What may interact with this medicine?
Do not take this medicine with any of the following medications:
- zalcitabine, ddC
- zidovudine, AZT
This medicine may also interact with the following medications:
- didanosine, ddI
What should I watch for while using this medicine?
Visit your doctor or health care professional for regular check ups. Discuss any new symptoms with your doctor. You will need to have important blood work done while on this medicine.
HIV is spread to others through sexual or blood contact. Talk to your doctor about how to stop the spread of HIV.

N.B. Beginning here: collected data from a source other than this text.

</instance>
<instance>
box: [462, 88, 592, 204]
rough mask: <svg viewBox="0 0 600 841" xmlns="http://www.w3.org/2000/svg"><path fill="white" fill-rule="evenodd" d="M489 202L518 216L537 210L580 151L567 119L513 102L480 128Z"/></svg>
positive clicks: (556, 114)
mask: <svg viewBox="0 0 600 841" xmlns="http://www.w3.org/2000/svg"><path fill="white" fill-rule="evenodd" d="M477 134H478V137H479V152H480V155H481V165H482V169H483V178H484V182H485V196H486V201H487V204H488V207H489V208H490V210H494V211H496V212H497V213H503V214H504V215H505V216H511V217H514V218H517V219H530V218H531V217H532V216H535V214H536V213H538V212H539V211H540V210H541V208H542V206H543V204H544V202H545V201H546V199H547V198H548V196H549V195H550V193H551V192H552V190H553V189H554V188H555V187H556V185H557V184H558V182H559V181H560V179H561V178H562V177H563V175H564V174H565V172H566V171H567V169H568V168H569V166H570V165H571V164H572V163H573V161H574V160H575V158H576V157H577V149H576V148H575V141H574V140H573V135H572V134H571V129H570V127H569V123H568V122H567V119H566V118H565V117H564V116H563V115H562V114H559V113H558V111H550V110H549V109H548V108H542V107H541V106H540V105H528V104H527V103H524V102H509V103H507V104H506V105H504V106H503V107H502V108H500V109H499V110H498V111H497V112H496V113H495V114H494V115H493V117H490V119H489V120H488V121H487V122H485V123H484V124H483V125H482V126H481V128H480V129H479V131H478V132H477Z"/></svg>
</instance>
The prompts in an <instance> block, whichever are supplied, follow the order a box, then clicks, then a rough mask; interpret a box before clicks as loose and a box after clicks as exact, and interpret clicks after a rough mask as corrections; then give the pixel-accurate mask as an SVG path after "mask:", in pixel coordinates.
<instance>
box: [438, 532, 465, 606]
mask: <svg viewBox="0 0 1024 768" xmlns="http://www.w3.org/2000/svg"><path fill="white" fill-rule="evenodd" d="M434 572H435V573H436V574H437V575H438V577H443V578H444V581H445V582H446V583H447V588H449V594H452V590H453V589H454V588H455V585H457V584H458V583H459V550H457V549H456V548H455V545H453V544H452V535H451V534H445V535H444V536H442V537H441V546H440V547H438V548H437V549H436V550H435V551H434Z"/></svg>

Do not treat severe stomach pain, nausea or vomiting with over-the-counter medicines. Contact your doctor.
This medicine may affect blood sugar levels. If you have diabetes, check with your doctor or health care professional before you change your diet or the dose of your diabetic medicine.
What side effects may I notice from receiving this medicine?
Side effects that you should report to your doctor or health care professional as soon as possible:
- breathing difficulties
- increased hunger or thirst
- increased urination
- muscle weakness in arms and legs
- nausea, vomiting, unusual stomach upset or pain
- tingling, pain, burning, or numbness in the hands or feet
- unusual bleeding or bruising
- unusually weak or tired
- weight gain around waist, back, or thinning of face, arms, legs
Side effects that usually do not require medical attention (report to your doctor or health care professional if they continue or are bothersome):
- difficulty sleeping
- fever, chills
- loss of appetite
- muscle pain
- weight loss
Where should I keep my medicine?
Keep out of the reach of children.
After this medicine is mixed by your pharmacist, store it in a refrigerator between 2 and 8 degrees C (36 and 46 degrees F). Do not freeze. Throw away any unused medicine after 30 days.
Remember, keep this and all other medicines out of the reach of children,
never share your medicines with others, and use this medication only for the indication prescribed.